FIFA’s failure appears to be from the top-down. Sepp Blatter, president of the association since 1998, announced he will be resigning his post after critics accused him of turning a blind eye to corruption, or worse. While initial U.S./Swiss criminal investigations did not include Blatter, Swiss authorities announced in September that they had opened an investigation of Blatter stemming from a $2 million payment FIFA made to UEFA president Michel Platini. Platini is also under investigation.

This news comes after it was announced in May that more than a dozen FIFA officials and their connections have been arrested and/or put under indictment for fraud and corruption. The breadth of the investigation shows just how entrenched corruption can become when it goes unchecked for years, as appears to be the case with FIFA. Vendors, sponsors and suppliers may become involved in illegal dealings when that is part of the status quo or, as some people choose to characterize it, “the cost of doing business.”

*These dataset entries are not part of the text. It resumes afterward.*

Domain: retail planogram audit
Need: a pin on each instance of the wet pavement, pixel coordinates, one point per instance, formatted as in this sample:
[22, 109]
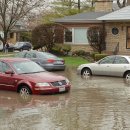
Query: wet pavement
[94, 103]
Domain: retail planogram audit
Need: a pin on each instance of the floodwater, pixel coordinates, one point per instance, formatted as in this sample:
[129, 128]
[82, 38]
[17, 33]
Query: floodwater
[94, 103]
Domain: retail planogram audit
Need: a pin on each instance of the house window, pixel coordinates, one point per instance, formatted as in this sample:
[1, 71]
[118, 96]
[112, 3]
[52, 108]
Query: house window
[76, 36]
[115, 31]
[11, 35]
[128, 38]
[80, 36]
[68, 35]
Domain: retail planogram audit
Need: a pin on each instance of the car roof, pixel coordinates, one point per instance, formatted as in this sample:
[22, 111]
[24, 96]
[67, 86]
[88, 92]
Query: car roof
[11, 59]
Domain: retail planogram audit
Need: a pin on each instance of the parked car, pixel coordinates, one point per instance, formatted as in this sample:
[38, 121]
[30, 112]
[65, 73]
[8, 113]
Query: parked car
[47, 60]
[20, 46]
[115, 65]
[10, 48]
[27, 77]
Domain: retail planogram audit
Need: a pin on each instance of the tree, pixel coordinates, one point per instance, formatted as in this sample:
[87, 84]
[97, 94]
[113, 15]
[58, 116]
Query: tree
[96, 37]
[61, 8]
[121, 3]
[11, 11]
[45, 35]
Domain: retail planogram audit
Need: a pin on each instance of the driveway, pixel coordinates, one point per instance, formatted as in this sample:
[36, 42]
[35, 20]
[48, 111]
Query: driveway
[96, 103]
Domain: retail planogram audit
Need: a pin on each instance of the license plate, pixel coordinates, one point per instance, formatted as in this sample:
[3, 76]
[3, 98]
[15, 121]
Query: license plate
[61, 89]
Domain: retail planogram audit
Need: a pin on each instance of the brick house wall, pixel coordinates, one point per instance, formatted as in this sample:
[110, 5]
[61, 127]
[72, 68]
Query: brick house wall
[113, 40]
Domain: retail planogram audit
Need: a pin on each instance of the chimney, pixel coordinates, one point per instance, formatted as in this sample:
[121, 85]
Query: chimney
[103, 5]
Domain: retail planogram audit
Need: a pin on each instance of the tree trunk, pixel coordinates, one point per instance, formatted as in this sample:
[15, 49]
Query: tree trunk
[128, 2]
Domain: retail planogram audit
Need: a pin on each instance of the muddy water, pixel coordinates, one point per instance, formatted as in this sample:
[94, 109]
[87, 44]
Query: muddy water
[96, 103]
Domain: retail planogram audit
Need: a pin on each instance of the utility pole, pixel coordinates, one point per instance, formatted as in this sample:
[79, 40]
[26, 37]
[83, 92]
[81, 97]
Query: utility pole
[79, 6]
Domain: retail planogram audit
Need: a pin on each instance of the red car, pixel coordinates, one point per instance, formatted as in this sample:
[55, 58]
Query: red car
[27, 77]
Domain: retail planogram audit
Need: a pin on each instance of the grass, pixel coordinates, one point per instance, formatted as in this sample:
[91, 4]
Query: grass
[9, 54]
[74, 61]
[69, 60]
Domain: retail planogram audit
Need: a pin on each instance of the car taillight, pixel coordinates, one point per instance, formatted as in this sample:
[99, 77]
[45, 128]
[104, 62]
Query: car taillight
[50, 60]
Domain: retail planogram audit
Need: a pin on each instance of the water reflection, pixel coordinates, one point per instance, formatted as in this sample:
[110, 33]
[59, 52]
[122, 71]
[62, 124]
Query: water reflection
[94, 103]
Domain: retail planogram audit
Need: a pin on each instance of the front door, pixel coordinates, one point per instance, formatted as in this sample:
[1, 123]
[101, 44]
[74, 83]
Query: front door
[6, 80]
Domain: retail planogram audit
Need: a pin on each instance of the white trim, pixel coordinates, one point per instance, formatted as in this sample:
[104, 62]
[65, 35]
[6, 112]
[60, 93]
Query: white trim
[73, 36]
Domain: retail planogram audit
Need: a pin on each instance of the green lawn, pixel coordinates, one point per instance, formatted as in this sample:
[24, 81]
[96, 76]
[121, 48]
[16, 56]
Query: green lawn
[69, 60]
[74, 61]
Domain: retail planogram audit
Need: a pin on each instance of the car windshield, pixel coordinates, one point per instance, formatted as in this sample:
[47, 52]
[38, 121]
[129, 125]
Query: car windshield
[26, 67]
[45, 54]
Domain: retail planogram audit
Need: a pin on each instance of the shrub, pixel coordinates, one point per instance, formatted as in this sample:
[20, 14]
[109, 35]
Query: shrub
[66, 49]
[61, 49]
[100, 56]
[93, 54]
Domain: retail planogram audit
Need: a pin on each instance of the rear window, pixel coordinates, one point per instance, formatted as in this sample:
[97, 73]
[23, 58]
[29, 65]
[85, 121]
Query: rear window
[46, 55]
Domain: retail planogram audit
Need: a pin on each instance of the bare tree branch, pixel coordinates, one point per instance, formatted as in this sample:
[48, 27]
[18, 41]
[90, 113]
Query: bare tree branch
[11, 11]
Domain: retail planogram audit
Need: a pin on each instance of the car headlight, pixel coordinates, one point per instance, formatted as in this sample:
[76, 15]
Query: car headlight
[42, 84]
[67, 81]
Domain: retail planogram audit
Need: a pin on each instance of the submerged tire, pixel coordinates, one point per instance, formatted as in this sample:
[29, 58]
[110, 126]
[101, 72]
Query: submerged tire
[86, 72]
[127, 75]
[25, 90]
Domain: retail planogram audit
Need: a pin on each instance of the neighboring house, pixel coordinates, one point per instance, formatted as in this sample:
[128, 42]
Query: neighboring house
[116, 23]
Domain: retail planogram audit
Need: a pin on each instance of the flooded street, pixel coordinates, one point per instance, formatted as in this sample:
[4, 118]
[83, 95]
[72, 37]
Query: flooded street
[95, 103]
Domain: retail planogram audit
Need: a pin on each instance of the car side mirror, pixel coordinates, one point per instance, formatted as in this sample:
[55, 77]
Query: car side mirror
[9, 72]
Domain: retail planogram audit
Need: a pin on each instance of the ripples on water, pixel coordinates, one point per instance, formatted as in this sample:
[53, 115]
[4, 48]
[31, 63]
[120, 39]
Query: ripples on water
[94, 103]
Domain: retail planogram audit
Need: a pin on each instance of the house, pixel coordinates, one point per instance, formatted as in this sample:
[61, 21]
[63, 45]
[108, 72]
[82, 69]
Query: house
[116, 23]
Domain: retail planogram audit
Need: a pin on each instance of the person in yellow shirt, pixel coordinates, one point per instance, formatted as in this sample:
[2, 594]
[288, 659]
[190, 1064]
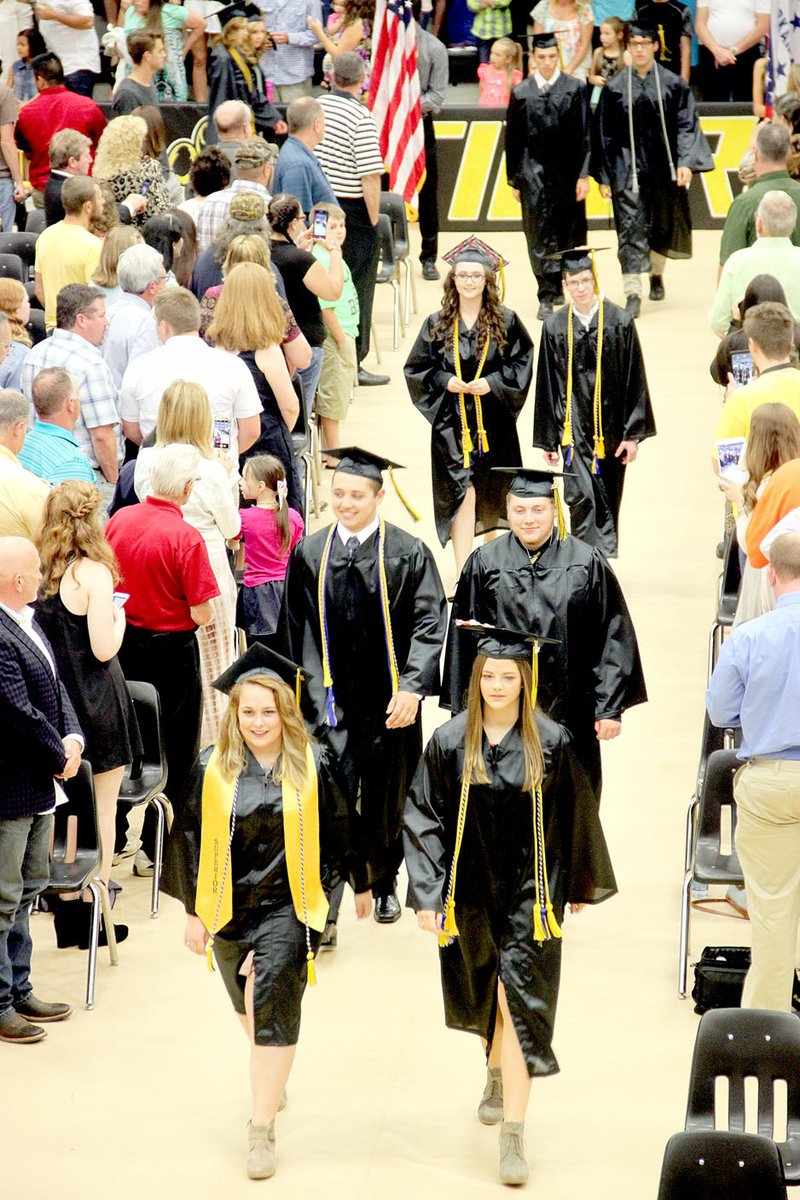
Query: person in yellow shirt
[67, 252]
[770, 340]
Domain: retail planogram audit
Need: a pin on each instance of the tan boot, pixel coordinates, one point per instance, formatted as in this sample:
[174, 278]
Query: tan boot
[489, 1110]
[260, 1155]
[513, 1165]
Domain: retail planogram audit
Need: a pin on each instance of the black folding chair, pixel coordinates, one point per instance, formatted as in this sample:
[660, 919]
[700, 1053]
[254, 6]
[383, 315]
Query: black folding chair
[747, 1043]
[144, 780]
[719, 1165]
[76, 861]
[708, 862]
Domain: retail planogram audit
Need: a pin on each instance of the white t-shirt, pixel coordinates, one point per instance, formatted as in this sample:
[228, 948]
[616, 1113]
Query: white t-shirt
[226, 378]
[77, 48]
[729, 21]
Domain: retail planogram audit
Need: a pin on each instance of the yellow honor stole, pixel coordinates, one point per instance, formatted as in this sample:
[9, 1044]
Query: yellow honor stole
[465, 436]
[214, 903]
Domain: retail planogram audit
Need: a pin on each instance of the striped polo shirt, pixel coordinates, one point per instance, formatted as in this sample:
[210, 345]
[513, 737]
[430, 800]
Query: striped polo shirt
[349, 148]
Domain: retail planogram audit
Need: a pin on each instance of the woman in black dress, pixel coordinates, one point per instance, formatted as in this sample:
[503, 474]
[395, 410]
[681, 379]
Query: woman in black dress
[85, 629]
[268, 817]
[500, 832]
[468, 373]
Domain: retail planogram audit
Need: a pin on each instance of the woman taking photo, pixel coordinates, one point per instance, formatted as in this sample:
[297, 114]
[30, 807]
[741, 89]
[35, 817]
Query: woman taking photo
[248, 322]
[85, 629]
[185, 417]
[500, 832]
[266, 813]
[305, 279]
[468, 373]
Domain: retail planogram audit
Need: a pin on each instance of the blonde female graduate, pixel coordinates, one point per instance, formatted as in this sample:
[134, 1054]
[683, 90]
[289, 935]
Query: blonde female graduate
[252, 859]
[501, 831]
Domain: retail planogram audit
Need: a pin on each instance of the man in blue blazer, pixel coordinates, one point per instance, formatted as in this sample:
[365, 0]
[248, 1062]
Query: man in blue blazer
[40, 742]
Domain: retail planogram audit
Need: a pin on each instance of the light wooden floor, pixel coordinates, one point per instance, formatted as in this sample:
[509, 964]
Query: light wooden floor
[148, 1095]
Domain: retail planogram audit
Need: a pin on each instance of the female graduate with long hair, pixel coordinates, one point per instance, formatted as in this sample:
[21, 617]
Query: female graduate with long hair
[468, 373]
[500, 832]
[252, 859]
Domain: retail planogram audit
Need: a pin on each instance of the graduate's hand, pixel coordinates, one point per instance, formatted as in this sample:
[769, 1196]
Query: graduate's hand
[429, 922]
[196, 935]
[627, 451]
[402, 711]
[607, 729]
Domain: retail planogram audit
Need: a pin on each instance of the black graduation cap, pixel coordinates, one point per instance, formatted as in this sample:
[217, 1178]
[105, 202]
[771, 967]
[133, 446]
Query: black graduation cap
[355, 461]
[247, 11]
[258, 660]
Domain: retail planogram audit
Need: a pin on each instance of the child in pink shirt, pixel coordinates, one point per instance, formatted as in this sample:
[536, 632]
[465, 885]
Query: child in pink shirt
[269, 531]
[498, 77]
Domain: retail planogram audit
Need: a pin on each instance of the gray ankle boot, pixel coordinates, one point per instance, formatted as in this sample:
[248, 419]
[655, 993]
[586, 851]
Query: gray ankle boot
[260, 1155]
[489, 1110]
[513, 1167]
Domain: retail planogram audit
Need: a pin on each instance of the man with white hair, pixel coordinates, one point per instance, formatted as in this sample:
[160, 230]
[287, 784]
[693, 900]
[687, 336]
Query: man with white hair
[131, 328]
[164, 568]
[771, 253]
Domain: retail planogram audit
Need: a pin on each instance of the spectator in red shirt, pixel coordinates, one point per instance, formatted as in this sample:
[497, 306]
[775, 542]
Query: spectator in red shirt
[164, 568]
[53, 109]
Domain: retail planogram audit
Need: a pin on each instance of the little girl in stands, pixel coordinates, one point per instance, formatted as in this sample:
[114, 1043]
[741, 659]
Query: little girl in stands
[498, 77]
[269, 531]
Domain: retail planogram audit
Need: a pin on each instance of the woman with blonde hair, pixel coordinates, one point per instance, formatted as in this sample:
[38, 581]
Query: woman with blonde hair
[269, 796]
[500, 833]
[14, 304]
[121, 162]
[185, 417]
[85, 628]
[118, 240]
[248, 321]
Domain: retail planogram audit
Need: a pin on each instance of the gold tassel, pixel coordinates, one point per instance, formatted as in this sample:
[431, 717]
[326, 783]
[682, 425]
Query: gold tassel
[414, 515]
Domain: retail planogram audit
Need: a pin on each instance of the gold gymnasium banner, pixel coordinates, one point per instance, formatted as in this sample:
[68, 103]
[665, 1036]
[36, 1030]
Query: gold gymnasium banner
[474, 196]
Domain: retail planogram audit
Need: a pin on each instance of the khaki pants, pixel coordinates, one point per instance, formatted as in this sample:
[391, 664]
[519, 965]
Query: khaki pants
[768, 844]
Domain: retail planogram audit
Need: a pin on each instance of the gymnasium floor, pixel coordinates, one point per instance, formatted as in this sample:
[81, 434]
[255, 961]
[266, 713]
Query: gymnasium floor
[148, 1095]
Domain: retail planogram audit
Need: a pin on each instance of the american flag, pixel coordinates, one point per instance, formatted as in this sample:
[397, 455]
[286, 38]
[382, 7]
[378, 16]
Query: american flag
[395, 97]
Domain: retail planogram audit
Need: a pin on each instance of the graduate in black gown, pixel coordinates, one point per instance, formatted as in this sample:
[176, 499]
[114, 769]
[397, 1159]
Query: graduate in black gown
[595, 418]
[648, 174]
[252, 857]
[364, 611]
[468, 373]
[531, 840]
[233, 76]
[548, 144]
[540, 577]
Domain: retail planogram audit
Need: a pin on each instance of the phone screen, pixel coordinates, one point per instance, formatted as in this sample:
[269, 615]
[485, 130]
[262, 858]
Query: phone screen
[222, 435]
[741, 367]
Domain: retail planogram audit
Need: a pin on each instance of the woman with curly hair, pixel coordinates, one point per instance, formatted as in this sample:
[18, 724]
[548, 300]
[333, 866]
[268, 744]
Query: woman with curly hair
[16, 306]
[121, 162]
[85, 629]
[468, 373]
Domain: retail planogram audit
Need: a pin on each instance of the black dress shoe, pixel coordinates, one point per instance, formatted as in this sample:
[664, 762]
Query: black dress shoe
[657, 287]
[35, 1009]
[16, 1029]
[367, 379]
[388, 910]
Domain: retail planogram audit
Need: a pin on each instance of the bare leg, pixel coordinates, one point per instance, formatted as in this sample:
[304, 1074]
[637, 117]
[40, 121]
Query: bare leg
[516, 1080]
[269, 1069]
[462, 531]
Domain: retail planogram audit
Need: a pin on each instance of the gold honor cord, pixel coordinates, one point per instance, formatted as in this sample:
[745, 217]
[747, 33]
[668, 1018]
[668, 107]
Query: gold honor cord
[465, 436]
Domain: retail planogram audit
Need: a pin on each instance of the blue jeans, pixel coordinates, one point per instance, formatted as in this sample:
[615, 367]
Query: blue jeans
[24, 873]
[7, 205]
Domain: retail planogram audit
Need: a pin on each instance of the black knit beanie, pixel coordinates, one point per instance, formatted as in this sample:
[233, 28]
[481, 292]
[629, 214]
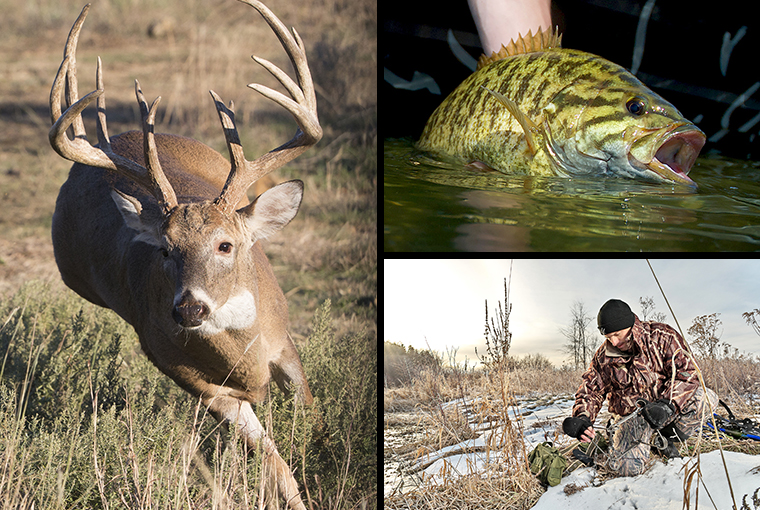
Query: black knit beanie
[614, 316]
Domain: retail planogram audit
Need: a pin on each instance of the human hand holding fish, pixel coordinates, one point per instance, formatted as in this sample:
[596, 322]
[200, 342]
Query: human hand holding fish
[535, 108]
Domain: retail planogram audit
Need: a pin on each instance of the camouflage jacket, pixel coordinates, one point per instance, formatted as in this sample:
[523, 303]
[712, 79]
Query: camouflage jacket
[648, 372]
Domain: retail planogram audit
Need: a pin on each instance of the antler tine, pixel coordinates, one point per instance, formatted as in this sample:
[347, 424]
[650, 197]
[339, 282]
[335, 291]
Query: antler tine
[302, 105]
[159, 184]
[79, 149]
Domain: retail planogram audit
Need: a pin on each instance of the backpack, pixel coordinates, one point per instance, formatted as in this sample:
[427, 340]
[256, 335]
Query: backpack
[547, 463]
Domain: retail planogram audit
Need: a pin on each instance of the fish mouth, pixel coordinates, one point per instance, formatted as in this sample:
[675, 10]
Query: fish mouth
[678, 150]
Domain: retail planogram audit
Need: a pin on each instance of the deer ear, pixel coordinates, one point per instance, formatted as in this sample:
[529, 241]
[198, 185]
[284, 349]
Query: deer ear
[136, 218]
[273, 209]
[130, 209]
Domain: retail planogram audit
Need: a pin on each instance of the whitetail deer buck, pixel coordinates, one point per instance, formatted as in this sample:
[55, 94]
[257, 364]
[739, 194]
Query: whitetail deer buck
[158, 228]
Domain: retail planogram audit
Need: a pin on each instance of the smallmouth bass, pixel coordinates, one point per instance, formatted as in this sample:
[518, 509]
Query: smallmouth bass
[536, 108]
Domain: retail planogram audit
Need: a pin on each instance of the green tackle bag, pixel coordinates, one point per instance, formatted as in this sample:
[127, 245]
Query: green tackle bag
[547, 463]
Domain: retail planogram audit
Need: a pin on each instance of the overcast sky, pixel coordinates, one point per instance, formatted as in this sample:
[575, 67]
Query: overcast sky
[444, 300]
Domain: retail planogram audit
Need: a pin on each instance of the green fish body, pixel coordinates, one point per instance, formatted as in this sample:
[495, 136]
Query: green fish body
[539, 109]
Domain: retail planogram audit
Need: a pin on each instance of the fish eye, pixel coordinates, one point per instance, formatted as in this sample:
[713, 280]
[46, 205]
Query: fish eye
[636, 106]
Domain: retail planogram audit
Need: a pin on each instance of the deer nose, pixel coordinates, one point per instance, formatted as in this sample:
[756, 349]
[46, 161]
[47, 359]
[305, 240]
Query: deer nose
[189, 312]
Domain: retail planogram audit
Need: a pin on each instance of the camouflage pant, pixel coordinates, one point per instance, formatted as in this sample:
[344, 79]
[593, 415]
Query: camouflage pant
[630, 444]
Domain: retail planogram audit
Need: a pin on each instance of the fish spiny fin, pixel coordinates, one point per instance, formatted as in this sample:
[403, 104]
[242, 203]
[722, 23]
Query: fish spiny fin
[542, 40]
[529, 127]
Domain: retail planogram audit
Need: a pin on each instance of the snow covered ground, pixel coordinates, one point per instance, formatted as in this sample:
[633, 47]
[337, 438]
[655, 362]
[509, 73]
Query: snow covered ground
[660, 488]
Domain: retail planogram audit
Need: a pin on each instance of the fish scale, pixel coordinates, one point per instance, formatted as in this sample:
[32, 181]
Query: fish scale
[558, 111]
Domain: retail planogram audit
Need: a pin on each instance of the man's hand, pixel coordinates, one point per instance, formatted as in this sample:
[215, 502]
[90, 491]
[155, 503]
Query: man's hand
[658, 414]
[579, 428]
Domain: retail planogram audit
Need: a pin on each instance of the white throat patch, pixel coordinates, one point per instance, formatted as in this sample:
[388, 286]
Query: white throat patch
[239, 312]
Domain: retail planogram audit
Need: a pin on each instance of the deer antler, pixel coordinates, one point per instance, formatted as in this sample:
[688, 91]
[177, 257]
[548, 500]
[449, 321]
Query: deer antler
[303, 107]
[151, 176]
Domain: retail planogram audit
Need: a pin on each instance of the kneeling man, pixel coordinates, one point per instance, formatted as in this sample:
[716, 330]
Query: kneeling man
[644, 362]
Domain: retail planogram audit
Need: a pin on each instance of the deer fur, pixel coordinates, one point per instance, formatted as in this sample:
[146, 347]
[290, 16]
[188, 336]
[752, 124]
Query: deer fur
[174, 248]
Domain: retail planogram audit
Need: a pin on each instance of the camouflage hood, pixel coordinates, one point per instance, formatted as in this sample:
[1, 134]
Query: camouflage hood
[658, 367]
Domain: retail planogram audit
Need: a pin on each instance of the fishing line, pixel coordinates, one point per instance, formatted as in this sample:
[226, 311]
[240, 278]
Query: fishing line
[666, 300]
[701, 380]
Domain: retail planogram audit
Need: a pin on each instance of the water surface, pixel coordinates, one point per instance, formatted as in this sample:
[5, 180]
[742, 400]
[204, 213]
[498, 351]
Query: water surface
[433, 205]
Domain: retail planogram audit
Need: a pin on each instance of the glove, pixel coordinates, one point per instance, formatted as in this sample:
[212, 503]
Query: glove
[658, 414]
[575, 427]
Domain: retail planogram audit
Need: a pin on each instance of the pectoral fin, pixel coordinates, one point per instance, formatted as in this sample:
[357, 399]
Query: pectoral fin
[529, 127]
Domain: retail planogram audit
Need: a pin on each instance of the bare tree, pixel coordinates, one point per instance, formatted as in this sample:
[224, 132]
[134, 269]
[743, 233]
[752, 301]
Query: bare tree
[703, 330]
[580, 345]
[647, 310]
[750, 318]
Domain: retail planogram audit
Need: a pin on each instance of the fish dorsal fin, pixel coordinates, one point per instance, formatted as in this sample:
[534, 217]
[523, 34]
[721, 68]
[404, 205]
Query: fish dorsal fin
[543, 40]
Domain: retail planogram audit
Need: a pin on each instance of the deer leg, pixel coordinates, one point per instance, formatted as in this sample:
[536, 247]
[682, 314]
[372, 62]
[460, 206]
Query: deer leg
[226, 406]
[276, 470]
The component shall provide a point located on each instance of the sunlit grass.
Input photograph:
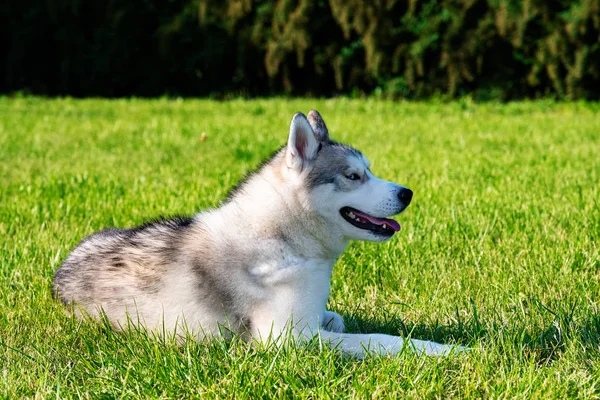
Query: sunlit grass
(498, 251)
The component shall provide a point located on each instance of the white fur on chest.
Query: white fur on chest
(295, 295)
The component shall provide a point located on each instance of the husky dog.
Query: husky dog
(258, 265)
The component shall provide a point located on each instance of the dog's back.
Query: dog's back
(139, 273)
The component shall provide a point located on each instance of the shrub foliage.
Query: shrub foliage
(500, 49)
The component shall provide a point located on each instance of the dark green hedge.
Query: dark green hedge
(498, 49)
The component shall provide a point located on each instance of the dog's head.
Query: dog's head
(339, 184)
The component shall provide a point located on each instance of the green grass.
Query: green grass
(499, 250)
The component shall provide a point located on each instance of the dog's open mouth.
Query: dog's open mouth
(382, 226)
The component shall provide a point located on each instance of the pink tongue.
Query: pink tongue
(379, 221)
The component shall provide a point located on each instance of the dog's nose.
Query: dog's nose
(405, 196)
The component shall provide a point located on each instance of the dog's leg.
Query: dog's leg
(333, 322)
(361, 344)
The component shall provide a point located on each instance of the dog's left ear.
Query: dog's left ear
(302, 145)
(318, 125)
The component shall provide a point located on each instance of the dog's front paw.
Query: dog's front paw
(333, 322)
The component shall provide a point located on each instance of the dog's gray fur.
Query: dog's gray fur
(257, 265)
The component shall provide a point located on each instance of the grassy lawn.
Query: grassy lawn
(498, 251)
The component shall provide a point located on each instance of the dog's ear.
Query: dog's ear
(302, 144)
(318, 125)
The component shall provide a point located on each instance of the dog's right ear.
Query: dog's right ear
(302, 144)
(318, 125)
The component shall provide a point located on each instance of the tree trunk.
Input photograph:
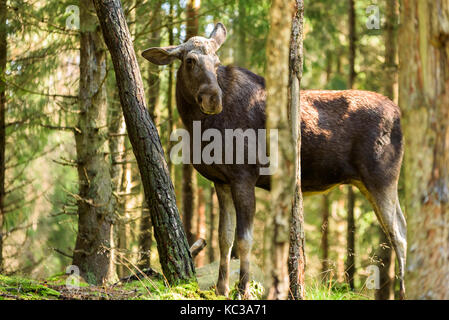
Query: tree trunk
(283, 182)
(93, 249)
(201, 226)
(3, 56)
(241, 54)
(117, 131)
(385, 252)
(188, 173)
(424, 98)
(188, 200)
(350, 252)
(174, 255)
(170, 90)
(211, 252)
(325, 238)
(296, 257)
(192, 9)
(350, 241)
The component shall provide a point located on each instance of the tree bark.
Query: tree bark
(188, 173)
(385, 253)
(3, 59)
(350, 251)
(201, 226)
(241, 54)
(350, 240)
(296, 257)
(424, 99)
(188, 200)
(283, 184)
(211, 252)
(174, 255)
(93, 253)
(145, 232)
(192, 10)
(325, 238)
(117, 131)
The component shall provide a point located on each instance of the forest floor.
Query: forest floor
(56, 288)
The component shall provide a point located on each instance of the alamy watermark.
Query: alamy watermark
(373, 20)
(73, 20)
(239, 144)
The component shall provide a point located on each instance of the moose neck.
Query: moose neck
(188, 108)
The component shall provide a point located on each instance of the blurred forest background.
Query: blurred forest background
(343, 48)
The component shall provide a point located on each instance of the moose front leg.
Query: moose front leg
(226, 231)
(244, 201)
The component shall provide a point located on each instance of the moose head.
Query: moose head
(198, 69)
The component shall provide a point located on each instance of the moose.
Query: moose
(348, 137)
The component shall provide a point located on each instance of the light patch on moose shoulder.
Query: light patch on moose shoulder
(311, 119)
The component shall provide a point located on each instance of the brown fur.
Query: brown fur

While FIFA is an international body, there are lessons to be taken from the scandal that are important for any organization of any size or industry. The underlying factors in the scandal – greed, opportunity and rationalization – are not unique to FIFA, and could create a climate ripe for fraud anywhere.

So what should an organization do to protect itself? Here are a few crucial things business leaders should do today:

  1. Adopt a Code-of-Conduct. Every organization should have rules in place regarding ethical behavior by employees, contractors and vendors. Put into writing your policies against collusion, bribery, fraud and all manner of illegal and/or unethical business practices. Review the Code-of-Conduct on a regular basis and update it as necessary. 
  2. Communicate the Rules. Include the Code-of-Conduct in the employee handbook or other employee materials and require all personnel to review and sign it. Post reminders about it in employee newsletters or in meetings and trainings. Make clear that the organisation has a no-tolerance policy toward unethical behaviour, and will terminate and prosecute violators as necessary.
  3. Conduct Background Checks. Thorough checking of existing and potential employees or partners is required in order to protect your organisation from corruption and fraud. Use only expert services that fully check criminal, education, financial and employment records. Third-party partners should be fully vetted as well with public and legal records checks and an examination of their business history.
  4. Follow-Up on a Regular Basis. Conduct regular follow-up checks (yearly, at the least) on all third-party business partnerships and check them for red flags. Have billing procedures changed or become irregular or complicated? Have costs risen without reason? Have there been changes in management, ownership or location among any of your third-party partners that need further investigation?
  5. Consult the Experts. It is often critical to bring in professional help, especially when your organization: is performing pre-merger and acquisition research and pre-IPO due diligence, engages new clients; employs, contracts or retains foreign business partners; and/or requires a consistent and audit-worthy AML and anti-corruption compliance program. CRI Group's own exclusive brand of service, 3PRM™, our Third-Party Risk Management strategy, provides a proactive approach to mitigating risks from third-party affiliations, protecting an organization.

Just think: If FIFA had followed even a few of those guidelines, they might not be in such turmoil today. Unfortunately, there are still more stones being turned over in this scandal. Business leaders have a responsibility to do everything in their power not to suffer the same fate.